We are still uncovering the dodgy dealings, the rorts and the cover-ups of the Liberals' time in government. Only this month did the National Audit Office find that the Morrison government deliberately breached federal grant rules in administering the $2 billion Community Health and Hospitals Program. The audit found that the funds were used in a way that failed ethical standards and also exceeded legal authority, using taxpayer dollars as if they were Liberal Party dollars, yet again.

Our government is still cleaning up the mess that has been left by those opposite. After more than a year in government, we are in fact still answering questions that were placed on notice and are outstanding from the previous government. That is their record on accountability to this chamber. For our part, a total of 6,733 questions were asked on notice to this government, the current government, following the supplementary budget estimates hearings in February, and we have already answered all but 11 of those. That is 6,722 questions answered. For those playing along at home, that's 99.8 per cent of questions answered. I'm pretty happy to stake my reputation and say that this is a much better compliance rate than that ever achieved by the Morrison government.
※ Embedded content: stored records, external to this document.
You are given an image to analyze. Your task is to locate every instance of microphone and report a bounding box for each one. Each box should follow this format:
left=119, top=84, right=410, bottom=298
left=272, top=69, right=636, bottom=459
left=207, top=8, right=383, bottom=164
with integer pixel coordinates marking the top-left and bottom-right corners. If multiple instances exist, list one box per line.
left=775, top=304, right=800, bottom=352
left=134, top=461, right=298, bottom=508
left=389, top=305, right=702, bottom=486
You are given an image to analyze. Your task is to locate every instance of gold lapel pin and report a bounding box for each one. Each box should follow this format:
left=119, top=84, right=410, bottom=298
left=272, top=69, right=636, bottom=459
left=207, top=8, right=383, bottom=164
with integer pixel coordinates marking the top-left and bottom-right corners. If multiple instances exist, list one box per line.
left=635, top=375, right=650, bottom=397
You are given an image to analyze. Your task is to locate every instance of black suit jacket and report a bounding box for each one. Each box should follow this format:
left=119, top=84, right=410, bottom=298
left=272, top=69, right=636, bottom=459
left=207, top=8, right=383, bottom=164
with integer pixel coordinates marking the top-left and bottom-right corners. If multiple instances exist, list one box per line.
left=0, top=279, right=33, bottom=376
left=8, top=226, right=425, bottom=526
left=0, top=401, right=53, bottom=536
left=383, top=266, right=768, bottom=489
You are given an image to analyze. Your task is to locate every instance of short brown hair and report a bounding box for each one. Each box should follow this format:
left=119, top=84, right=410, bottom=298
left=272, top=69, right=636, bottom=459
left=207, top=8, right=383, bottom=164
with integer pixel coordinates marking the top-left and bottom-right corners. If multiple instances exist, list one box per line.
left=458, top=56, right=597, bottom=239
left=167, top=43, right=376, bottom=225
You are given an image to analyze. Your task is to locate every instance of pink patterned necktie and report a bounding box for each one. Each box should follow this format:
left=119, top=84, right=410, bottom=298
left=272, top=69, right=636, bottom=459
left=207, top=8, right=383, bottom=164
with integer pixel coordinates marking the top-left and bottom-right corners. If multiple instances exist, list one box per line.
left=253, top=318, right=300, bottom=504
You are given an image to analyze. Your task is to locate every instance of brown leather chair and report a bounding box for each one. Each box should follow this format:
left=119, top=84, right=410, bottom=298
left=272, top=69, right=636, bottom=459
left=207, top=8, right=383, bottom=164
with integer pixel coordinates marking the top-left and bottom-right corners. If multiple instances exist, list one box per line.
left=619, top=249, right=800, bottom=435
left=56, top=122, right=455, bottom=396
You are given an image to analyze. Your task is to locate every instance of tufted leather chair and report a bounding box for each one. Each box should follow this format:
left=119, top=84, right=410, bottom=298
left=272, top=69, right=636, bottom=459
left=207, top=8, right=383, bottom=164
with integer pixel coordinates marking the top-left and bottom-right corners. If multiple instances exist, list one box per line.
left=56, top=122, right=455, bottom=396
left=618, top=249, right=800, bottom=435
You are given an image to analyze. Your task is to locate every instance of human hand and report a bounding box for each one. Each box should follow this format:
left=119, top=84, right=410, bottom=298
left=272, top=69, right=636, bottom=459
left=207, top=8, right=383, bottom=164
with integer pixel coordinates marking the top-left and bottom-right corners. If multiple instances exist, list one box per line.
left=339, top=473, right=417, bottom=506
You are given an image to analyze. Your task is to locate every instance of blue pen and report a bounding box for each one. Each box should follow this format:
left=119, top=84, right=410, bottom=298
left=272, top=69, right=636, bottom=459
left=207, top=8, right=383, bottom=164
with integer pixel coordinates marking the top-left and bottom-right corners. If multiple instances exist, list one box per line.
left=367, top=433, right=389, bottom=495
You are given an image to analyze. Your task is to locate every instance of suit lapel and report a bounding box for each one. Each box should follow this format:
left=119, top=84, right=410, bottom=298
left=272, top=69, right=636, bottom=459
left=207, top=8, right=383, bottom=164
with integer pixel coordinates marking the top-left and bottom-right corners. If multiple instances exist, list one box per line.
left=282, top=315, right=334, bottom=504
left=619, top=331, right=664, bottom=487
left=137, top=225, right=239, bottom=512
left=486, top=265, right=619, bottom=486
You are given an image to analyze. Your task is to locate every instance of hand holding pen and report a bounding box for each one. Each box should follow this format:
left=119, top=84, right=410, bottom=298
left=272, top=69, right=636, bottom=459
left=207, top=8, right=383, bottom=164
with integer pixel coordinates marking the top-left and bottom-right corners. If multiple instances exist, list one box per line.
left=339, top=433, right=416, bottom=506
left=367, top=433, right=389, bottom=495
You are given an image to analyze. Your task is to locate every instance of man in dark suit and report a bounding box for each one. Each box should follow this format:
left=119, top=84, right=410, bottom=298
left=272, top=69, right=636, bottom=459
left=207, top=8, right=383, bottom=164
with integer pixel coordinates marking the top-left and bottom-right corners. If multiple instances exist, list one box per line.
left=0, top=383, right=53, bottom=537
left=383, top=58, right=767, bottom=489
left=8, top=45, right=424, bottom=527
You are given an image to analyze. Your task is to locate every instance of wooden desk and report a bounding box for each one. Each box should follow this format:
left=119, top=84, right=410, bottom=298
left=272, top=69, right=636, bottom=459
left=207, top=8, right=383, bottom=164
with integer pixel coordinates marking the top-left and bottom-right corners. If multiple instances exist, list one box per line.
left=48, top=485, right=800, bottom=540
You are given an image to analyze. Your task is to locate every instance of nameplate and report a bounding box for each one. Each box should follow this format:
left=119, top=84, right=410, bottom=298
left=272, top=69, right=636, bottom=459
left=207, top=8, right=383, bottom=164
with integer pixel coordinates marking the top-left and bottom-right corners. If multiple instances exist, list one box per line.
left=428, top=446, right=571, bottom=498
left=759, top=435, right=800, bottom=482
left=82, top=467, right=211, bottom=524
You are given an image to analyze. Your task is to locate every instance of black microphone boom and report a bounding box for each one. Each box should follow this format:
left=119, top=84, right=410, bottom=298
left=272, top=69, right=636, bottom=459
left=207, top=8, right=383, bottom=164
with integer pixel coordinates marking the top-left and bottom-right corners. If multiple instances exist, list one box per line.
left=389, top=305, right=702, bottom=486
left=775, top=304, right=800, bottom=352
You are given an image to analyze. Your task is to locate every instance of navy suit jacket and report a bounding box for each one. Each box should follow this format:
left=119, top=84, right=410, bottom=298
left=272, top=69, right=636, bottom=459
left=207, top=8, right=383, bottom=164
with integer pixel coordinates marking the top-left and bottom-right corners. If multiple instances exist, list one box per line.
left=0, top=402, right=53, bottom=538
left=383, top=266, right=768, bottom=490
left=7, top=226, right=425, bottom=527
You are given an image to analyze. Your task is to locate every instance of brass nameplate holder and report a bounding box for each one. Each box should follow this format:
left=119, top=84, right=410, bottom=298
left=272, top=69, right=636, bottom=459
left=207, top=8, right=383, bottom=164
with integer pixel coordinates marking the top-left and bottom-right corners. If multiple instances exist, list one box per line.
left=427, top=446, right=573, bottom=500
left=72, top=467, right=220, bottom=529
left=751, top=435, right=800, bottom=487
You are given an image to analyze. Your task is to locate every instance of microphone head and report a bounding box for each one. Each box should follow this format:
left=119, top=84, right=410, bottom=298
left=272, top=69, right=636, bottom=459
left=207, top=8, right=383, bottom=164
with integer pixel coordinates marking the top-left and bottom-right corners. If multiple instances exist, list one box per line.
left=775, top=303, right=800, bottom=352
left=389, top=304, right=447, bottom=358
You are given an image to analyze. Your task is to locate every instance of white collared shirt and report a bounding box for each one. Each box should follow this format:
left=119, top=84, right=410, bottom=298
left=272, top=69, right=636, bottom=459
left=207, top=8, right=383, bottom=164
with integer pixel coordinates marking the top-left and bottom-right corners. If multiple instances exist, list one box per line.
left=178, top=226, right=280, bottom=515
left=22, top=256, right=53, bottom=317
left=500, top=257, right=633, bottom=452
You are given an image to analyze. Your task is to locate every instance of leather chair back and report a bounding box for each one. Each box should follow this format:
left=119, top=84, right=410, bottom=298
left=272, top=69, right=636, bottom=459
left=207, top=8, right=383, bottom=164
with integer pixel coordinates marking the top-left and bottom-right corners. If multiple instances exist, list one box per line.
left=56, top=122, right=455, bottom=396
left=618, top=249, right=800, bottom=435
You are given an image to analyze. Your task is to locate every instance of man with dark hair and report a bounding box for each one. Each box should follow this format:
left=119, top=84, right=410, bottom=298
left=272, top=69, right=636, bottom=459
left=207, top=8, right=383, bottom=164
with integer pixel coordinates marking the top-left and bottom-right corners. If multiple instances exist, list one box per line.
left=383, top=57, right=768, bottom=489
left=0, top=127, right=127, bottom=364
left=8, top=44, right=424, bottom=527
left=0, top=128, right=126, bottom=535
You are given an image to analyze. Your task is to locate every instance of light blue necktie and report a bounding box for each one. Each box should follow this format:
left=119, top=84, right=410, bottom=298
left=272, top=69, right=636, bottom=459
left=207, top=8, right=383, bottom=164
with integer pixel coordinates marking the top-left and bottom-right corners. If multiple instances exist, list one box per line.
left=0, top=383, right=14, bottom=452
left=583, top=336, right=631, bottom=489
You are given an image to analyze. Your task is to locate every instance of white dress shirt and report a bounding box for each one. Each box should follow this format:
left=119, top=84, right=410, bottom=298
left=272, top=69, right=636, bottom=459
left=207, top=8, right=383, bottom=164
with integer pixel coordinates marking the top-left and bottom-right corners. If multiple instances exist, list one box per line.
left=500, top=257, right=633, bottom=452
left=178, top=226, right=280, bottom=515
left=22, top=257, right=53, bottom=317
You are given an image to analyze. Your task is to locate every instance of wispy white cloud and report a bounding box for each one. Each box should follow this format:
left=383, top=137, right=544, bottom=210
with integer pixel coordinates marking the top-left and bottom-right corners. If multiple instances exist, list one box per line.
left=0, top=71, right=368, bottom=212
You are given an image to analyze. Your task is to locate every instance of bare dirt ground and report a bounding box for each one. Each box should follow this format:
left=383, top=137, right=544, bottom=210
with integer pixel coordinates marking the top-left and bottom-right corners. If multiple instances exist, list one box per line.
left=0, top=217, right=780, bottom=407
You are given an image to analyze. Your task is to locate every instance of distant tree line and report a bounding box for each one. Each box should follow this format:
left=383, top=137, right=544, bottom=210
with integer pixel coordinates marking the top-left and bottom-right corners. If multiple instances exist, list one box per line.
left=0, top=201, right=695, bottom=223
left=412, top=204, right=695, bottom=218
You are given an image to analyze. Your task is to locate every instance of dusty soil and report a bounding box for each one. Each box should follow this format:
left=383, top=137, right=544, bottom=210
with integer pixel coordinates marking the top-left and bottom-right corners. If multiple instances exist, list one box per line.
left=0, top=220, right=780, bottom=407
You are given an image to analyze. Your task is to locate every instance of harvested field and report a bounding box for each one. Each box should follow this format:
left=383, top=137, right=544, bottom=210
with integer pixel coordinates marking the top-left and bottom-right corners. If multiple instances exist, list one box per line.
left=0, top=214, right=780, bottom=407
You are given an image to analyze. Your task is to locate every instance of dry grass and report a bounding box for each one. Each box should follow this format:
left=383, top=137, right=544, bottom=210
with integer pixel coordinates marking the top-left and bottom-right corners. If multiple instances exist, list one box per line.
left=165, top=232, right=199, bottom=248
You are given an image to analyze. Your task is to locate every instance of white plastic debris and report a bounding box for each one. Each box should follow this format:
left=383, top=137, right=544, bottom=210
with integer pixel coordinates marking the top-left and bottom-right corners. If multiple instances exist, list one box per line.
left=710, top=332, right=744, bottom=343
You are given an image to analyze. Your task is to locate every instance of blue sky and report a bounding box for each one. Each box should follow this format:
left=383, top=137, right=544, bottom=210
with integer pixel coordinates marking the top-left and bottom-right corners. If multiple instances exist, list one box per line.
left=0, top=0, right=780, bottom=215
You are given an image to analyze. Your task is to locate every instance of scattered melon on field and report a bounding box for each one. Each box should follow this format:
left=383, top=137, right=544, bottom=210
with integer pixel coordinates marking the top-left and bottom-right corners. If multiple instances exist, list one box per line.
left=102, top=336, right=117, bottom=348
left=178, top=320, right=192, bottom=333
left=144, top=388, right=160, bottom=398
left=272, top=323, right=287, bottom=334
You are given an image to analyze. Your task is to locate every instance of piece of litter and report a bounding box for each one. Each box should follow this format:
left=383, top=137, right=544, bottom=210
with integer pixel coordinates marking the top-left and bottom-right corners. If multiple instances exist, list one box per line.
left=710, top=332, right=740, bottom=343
We are delivering a higher standard of integrity, a higher standard of transparency and a higher standard of accountability in government. We are upholding a standard that the opposition never even got close to, never even got into the room with and never even imagined getting close to. We are the government who have legislated a powerful, transparent and independent National Anti-Corruption Commission, which will commence operation in July this year. The former government's proposed integrity commission—everyone will remember—was so weak it wouldn't have been able to commence its own independent inquiries, and it was never even introduced into the parliament. The model was described by legal experts as a body not designed to stamp out corruption but to help cover it up—to help cover it up!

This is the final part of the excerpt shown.